Here at CWS, we all try to stay in shape–whether that means stretching up high to claw a chair, running in circles after a coveted strand of yarn, or performing yoga contortions to lick . . . I mean, reach those hard to clean places. As the only human at the studio, I have to find alternate means of exercising. Since Christmas, I’ve been using My Fitness Coach, a virtual personal trainer named Maya who came into my life in the form of a Wii disk. I have come to view Maya as real and as a friend. I talk to her when she asks me questions before I realize I have to use my Wii remote to click on an answer. I laugh at her jokes: “You seem really animated today. I know I always am!” I love that one, no matter how many times a month it comes out of her random list of phrases. When I am actually working out and not simply trying to converse with her, she says things such as “Give me what you’ve got” or “I love that!” even when I’m standing frozen in pain from yet another set of jumping jack squats. She is so encouraging and loves me no matter what I do, sort of like my mother.
Today was a particularly exhausting workout thanks to help from two of my feline friends. As I lay on the carpet trying to do merely ten repetitions of crunches with a pulse (I try to always have a pulse but now my crunches have to have one, too), and as Maya said, “Try to keep your shoulders relaxed and don’t pull on your neck,” I realized that my head was getting heavier and it was becoming nearly impossible to get it off the ground.
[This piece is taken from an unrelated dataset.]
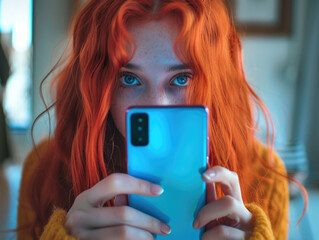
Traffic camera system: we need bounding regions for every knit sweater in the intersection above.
[18,144,289,240]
I persevere. Crunch–aarrgghh, is my head swelling up? why does it feel so heavy? Crunch–now my hair is being pulled. Finally, Maya said rest and as I lay there panting, I reached back behind me and felt . . . Coco Puff, our youngest, wildest feline. She has decided that my hair bouncing up off the floor and back must be a game and was hanging on for dear life as I crunch and grunt. I should get extra calorie points for this workout. In fact, there is a place in the program where you can get credit for a workout that you do outside of the program, but I can’t figure out how to classify Coco Puff as training equipment.
All of the workouts start with warmup movements, one of which is the grapevine. It has nothing to do with anything so nice as eating nature’s juicy snack fruit or better yet, sipping the nectar of the gods. No, it has to do with me crisscrossing my legs as I sashay across the studio from one side to the other, legs crossing over, like the lattice work on which a grapevine could grow. I like to think that I’m as coordinated as the next person, but I have always found this a challenge, akin to the Macarena or the Electric Slide, and I am forever getting the wrong foot in front of the wrong leg. Today, Sabby Jane, my resident 16 lb. heiffer masquerading as a sweet black and white cat, decided to do the grapevine with me, weaving in and out of my legs as I made my way across the floor and ended up crashing into the piano bench. “You!” I said pointing at her, about to let loose with what I thought of cats like her, always under foot. She sat and stared at me with her golden buggy eyes–innocence personified.
I’d like to think that they don’t know what they’re doing, but whenever I put in my fitness disk and Maya says, “Are you ready to move?” I suddenly find myself the center of feline attention in a way that usually only happens when I open a can. I may just try chasing string tomorrow.